Tuesday, November 27, 2007

A Brilliant Idea ... or maybe, NOT SO MUCH!

Last Thursday I grilled my turkey. In my Webber Kettle. I love my Webber. I am not afraid to cook with briquettes. I can follow directions. I am inventive.

A lot of women seem to freak out about BBQing/Grilling. OMG, fire! And matches! And hot things! I just don’t get it.

Here’s the deal. If you cook for a long period of time with briquettes, you have to replenish them in the kettle. Turkey takes a long time to cook, and uses the “indirect” method. That means having coals on either side of the kettle, but not directly under the item cooking. (‘cause that would be the DIRECT method!)

So – Thursday – the Webber guide tells me 2 ¼ to 3 hours of cook time for a 14-16 pound turkey – approximately 50 briquettes – 25 on each side. No problem! Mit is on it! A half an hour before I want to start cooking I load the chimney up with the briquettes and hide a paraffin cube here and there. Wad up a little bit of paper for under the chimney and light it. Easy as pie.

My timing is perfect. Half an hour later the coals are nice and red-hot. I pour them behind the dams on either side of the kettle, bend the juice pan to fit between the dams, add the top grate, and put the turkey on, then cover with the lid.

Back in the house I begin to think about this … hmmm 3 hours with coals … that’s an awfully long time for them to retain the same level of heat output …. I better look at those directions again. Yep, there it was – the small print …add 15 briquettes to each side for every additional hour of cooking.

Crap! How the hell am I going to get them started? My grill sits on a wooden deck. The whole side of my house is a wooden deck. There is no place to set the chimney without it being on the wood. And that won’t be good, because the coals will fall through the bottom … and then … things could catch on fire.

What to do, what to do.

Brilliant Idea!

I can place the chimney INSIDE my Dutch Oven. And THEN, the falling coals won’t be on the wood! How resourceful! How smart! How inventive! Of course I did have to work out the technical part about tilting the chimney so it had some air flow under it, but other than that, it worked like a champ. Both times, I had hot, live coals to add, at exactly the right time.

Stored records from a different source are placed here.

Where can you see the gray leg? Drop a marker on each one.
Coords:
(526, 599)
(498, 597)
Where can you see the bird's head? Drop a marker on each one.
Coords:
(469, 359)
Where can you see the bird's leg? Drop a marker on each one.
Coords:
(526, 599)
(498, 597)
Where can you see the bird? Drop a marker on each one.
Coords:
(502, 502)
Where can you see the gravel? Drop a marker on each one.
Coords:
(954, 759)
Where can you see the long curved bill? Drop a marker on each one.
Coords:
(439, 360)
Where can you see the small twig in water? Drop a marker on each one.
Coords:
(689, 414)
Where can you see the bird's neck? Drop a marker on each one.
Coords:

When the turkey was finished, I replaced the kettle top and went on about my merry way. Friday, Saturday, and Sunday I didn’t go outside to put away the chimney or retrieve my Dutch oven. There was a little misty rain on Sunday. Monday before I went to work I noticed it REALLY looked like it could rain a lot. Better get the grill covered, put away the chimney, and get the Dutch oven back in the house, I thought to myself. And so I went outside. Put away the chimney, covered the grill, hauled the ashes to the garbage, and picked up the Dutch Oven to knock the dead coals out of it and bring it inside.

I picked it up – knocked the shit out of the bottom – (not too successfully, I might add), and as I turned to head indoors I noticed it was still dry where the Dutch Oven had been. Of course, I mean water doesn’t run UNDER things. But hey … why is that dry spot so … dark? Hmmm – it looks almost like a shadow, instead of a dry spot. But there’s nothing to make a shadow in a perfect circle … like … that … and … you … know … my deck … is, uh … painted red … and this is so dark … it’s almost … charcoal colored …. OH FUCK!

Funny that. Apparently 500 degrees – through the bottom of a Dutch oven is hot enough to BURN the deck.

As I told my car pool mate … I’m SUCH a guy!

I just haven’t figure out if that’s good or bad.